# Coffee grinder for a new small business?



## lancelotalva (Jul 10, 2020)

Hi,

I'm peruvian (south america) and I'm planning to start a small business in my town distributing ground coffee to families and persons (not business). We're on a really small budget so we can't afford an industrial grinder. First, we're thinking about buying a domestic coffee grinder (Sorry if that's not the term) and start saving money with out sales and then invest on a industrial/semi-industrial one.

I have 3 questions

1) What are your opinions on domestic coffee grinders performance for small businesses?

2) What models of domestic coffee grinders would you recommend? I'm mostly concerned about the speed, I don't want to wait too much time for having 250 grms ground.

3) What factors do you think are the most important for starting a coffee distributing small business?

Thanks in advance,

Martin.


----------



## DavecUK (Aug 6, 2013)

lancelotalva said:


> Hi,
> 
> I'm peruvian (south america) and I'm planning to start a small business in my town distributing ground coffee to families and persons (not business). We're on a really small budget so we can't afford an industrial grinder. First, we're thinking about buying a domestic coffee grinder (Sorry if that's not the term) and start saving money with out sales and then invest on a industrial/semi-industrial one.
> 
> ...


 1. Not suitable for your business

2. None

3. A market that will buy your product in sufficient quantity and the correct equipment.


----------



## lancelotalva (Jul 10, 2020)

DavecUK said:


> 1. Not suitable for your business
> 
> 2. None
> 
> 3. A market that will buy your product in sufficient quantity and the correct equipment.


 So what brand / model of what type of coffee grinder would you recommend?


----------



## DavecUK (Aug 6, 2013)

An appropriate commercial one. If you are distributing ground coffee for pourover, then get a commercial bag grinder.

Many manufacturers make something like this, the bigger the burrs the faster it grinds.

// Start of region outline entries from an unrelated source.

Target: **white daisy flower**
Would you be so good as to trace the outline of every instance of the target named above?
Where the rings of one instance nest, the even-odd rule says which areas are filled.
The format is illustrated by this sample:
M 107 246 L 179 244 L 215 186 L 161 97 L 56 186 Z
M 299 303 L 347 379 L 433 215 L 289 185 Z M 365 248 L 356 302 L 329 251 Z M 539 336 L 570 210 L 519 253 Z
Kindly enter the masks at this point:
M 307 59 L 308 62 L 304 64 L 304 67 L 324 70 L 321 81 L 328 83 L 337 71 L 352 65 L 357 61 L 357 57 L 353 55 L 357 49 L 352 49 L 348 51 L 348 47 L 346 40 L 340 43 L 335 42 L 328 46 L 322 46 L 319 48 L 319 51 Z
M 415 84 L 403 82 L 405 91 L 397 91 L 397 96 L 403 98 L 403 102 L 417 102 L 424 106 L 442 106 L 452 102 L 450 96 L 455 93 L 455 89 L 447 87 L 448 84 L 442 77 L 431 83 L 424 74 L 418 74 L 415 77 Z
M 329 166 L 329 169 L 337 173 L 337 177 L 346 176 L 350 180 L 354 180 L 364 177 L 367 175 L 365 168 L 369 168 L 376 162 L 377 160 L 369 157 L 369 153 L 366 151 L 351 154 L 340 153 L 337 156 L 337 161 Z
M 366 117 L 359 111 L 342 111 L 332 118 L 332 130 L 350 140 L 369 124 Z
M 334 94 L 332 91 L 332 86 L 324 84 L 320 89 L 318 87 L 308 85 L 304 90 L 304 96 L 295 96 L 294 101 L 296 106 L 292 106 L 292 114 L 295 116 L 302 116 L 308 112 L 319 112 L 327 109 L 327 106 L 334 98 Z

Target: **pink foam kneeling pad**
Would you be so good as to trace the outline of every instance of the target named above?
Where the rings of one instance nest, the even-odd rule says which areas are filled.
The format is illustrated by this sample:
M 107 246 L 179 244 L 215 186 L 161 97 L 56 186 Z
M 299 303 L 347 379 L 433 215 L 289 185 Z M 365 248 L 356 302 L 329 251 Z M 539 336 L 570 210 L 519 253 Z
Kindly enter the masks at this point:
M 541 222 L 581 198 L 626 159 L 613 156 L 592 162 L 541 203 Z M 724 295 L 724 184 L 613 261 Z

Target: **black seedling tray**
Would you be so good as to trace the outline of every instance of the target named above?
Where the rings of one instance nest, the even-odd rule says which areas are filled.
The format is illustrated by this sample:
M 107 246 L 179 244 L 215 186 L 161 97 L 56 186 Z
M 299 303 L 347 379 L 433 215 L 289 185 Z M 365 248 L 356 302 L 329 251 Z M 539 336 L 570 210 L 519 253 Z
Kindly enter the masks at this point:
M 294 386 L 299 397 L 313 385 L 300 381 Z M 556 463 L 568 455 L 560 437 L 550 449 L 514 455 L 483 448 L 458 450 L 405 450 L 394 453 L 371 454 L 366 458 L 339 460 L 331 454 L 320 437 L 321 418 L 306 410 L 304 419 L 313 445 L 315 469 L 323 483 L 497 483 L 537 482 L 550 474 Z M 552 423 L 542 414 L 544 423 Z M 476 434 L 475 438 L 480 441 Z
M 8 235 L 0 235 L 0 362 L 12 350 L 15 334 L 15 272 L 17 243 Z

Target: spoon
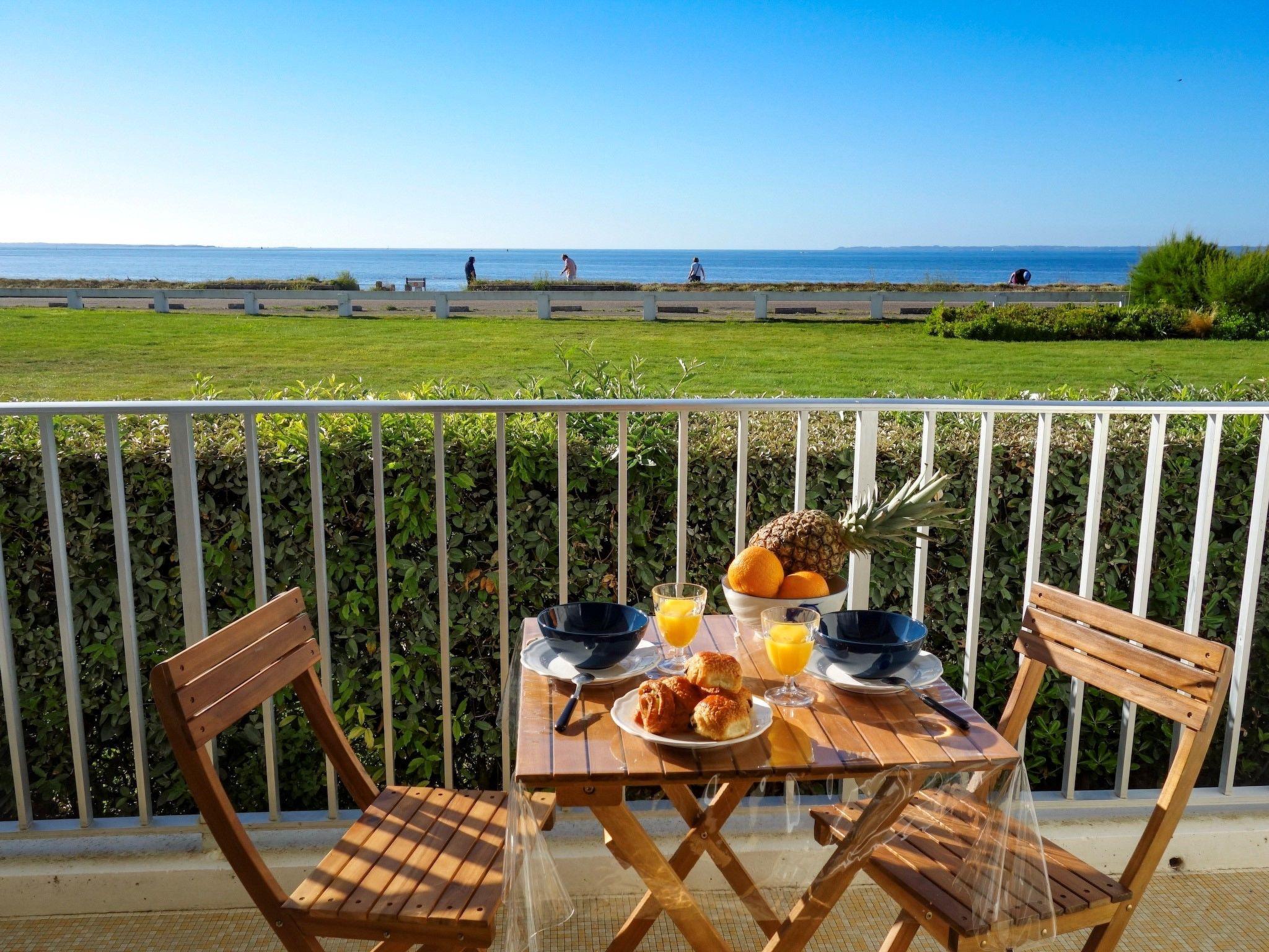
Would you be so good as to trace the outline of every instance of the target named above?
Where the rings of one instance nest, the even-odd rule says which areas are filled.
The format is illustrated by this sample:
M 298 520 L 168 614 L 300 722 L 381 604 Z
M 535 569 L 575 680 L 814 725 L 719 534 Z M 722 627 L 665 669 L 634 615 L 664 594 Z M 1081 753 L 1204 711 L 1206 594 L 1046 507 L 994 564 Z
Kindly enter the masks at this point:
M 900 678 L 897 674 L 891 674 L 888 678 L 874 678 L 873 680 L 879 680 L 882 684 L 893 684 L 896 688 L 907 688 L 914 694 L 916 694 L 916 697 L 919 697 L 925 703 L 926 707 L 934 708 L 940 715 L 943 715 L 949 721 L 952 721 L 952 724 L 954 724 L 961 730 L 963 730 L 963 731 L 970 730 L 970 722 L 967 720 L 964 720 L 961 715 L 958 715 L 952 708 L 940 704 L 938 701 L 935 701 L 934 698 L 931 698 L 929 694 L 925 694 L 925 693 L 917 691 L 916 688 L 914 688 L 912 683 L 910 680 L 907 680 L 906 678 Z
M 585 671 L 577 671 L 572 675 L 572 697 L 563 706 L 563 711 L 560 712 L 560 717 L 556 718 L 556 732 L 563 734 L 569 727 L 569 718 L 572 717 L 572 708 L 577 706 L 577 698 L 581 697 L 581 689 L 590 684 L 595 679 L 594 674 L 586 674 Z

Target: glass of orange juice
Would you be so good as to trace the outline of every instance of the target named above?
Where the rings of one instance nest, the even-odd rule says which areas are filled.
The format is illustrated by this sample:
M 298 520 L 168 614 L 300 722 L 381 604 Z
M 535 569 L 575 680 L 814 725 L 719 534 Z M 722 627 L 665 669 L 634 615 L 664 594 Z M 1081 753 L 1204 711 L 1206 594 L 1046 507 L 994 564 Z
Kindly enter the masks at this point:
M 780 707 L 808 707 L 815 694 L 793 680 L 811 660 L 820 613 L 813 608 L 768 608 L 761 614 L 763 641 L 772 666 L 784 675 L 784 683 L 764 697 Z
M 661 663 L 656 666 L 665 674 L 683 674 L 688 669 L 688 645 L 697 636 L 700 616 L 706 613 L 704 585 L 670 581 L 652 589 L 652 608 L 656 627 L 665 642 Z

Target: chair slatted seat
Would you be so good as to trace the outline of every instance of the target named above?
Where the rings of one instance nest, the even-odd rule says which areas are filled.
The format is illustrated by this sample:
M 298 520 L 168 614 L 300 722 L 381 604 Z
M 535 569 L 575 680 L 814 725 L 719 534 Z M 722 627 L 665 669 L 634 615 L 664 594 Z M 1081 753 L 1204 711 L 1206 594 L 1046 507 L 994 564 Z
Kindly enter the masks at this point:
M 1179 734 L 1159 800 L 1119 878 L 1047 839 L 1043 858 L 1027 854 L 1034 852 L 1027 836 L 1010 844 L 1016 862 L 1030 863 L 1037 876 L 1041 869 L 1047 876 L 1057 934 L 1091 929 L 1085 952 L 1110 952 L 1198 779 L 1228 692 L 1232 651 L 1043 584 L 1029 593 L 1015 650 L 1018 677 L 999 729 L 1010 744 L 1018 743 L 1048 669 L 1170 718 Z M 844 844 L 860 815 L 854 805 L 816 807 L 811 811 L 816 839 L 824 845 Z M 1046 910 L 1036 908 L 1034 896 L 1010 892 L 1008 881 L 1003 883 L 1005 908 L 994 914 L 994 922 L 978 918 L 983 914 L 976 913 L 973 896 L 958 875 L 989 823 L 999 817 L 989 821 L 986 807 L 972 792 L 924 791 L 914 797 L 896 824 L 896 835 L 876 847 L 864 864 L 901 908 L 882 952 L 904 952 L 920 929 L 953 951 L 1008 948 L 1011 937 L 1028 937 L 1028 927 L 1047 918 Z
M 313 671 L 320 658 L 292 589 L 151 673 L 173 754 L 217 845 L 288 952 L 321 952 L 321 937 L 373 941 L 378 952 L 487 948 L 503 899 L 508 795 L 379 791 L 326 701 Z M 289 897 L 242 829 L 209 753 L 217 734 L 287 685 L 362 810 Z M 549 826 L 555 795 L 534 795 L 530 807 Z

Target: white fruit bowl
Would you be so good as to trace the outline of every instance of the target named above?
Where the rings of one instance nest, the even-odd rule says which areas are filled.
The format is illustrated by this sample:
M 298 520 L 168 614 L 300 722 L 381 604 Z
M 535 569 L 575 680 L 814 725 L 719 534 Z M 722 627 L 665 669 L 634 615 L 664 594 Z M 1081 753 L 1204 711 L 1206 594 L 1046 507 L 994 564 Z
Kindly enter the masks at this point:
M 759 598 L 758 595 L 745 595 L 727 585 L 727 576 L 722 576 L 722 593 L 727 597 L 727 607 L 741 625 L 758 628 L 759 616 L 768 608 L 813 608 L 820 614 L 840 612 L 846 603 L 846 580 L 840 575 L 834 575 L 829 581 L 829 594 L 819 598 Z

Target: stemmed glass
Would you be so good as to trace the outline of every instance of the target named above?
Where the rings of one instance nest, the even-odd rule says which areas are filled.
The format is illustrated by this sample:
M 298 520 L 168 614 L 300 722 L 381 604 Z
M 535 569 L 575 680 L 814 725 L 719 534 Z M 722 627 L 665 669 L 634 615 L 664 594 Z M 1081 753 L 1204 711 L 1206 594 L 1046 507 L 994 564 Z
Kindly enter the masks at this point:
M 688 669 L 688 645 L 697 637 L 708 594 L 704 585 L 687 581 L 670 581 L 652 589 L 656 627 L 665 642 L 664 658 L 656 666 L 662 674 L 683 674 Z
M 815 693 L 793 680 L 811 660 L 820 613 L 813 608 L 768 608 L 761 614 L 763 642 L 772 666 L 784 675 L 784 684 L 770 688 L 764 697 L 780 707 L 808 707 Z

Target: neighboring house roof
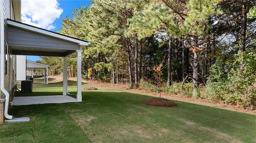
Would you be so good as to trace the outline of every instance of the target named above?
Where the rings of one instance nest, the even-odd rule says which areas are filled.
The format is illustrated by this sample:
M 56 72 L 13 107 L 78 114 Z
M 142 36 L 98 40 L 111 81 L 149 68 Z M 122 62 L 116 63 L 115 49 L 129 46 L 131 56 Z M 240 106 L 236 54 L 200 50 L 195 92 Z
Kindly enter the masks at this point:
M 7 23 L 13 55 L 66 57 L 90 43 L 10 19 Z
M 49 65 L 44 65 L 29 60 L 26 60 L 26 65 L 27 69 L 28 68 L 47 68 L 50 67 Z

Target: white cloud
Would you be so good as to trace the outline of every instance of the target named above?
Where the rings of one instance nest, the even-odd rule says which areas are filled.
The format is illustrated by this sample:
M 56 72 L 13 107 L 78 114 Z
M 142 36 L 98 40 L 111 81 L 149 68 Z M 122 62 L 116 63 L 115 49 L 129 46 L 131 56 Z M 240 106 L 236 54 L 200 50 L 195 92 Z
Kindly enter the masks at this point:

https://www.eureka.co.it/en/catalogo/prodotti/macinacaffè+retail/1/17.aspx

https://www.mazzer.com/en/coffee-grinders/super-jolly-for-grocery/


----------



## Chainlinephil (Apr 5, 2020)

and good quality, good condition used will be just fine. It does not have to be new.


----------



## 4085 (Nov 23, 2012)

Where about are you as in are you in the UK and planning to sell within the UK. You can get a decent used grinder with help from the right person. @coffeechap will no doubt have something but it would help if you declared a budget first


----------



## Bigbeans (Sep 23, 2019)

Macap MC7 only 450 quid and a half decent deli grinder. It would be minimum I'd suggest.


----------



## Mpbradford (Jan 28, 2020)

I just got a Macap MC7 - it's awesome, but needs consideration for where to store it. It's huge.


----------



## Bigbeans (Sep 23, 2019)

Aha yes not a small unit. But it has to be for big blades and motor! L

Storage difficulties are a price worth paying I assure you!!! Glad you went for proper bag grinder. You won't know how much you'd have regretted it if you'd got a domestic unit.


----------



## Dartmoor Coffee (Feb 4, 2020)

Would recommend @coffeechap as well. Great service and very friendly. See you though are based in Peru? Personally you can get something like a Santos Model 4, which has a bag filler. Gives nice espresso. but not tried with filter yet.


----------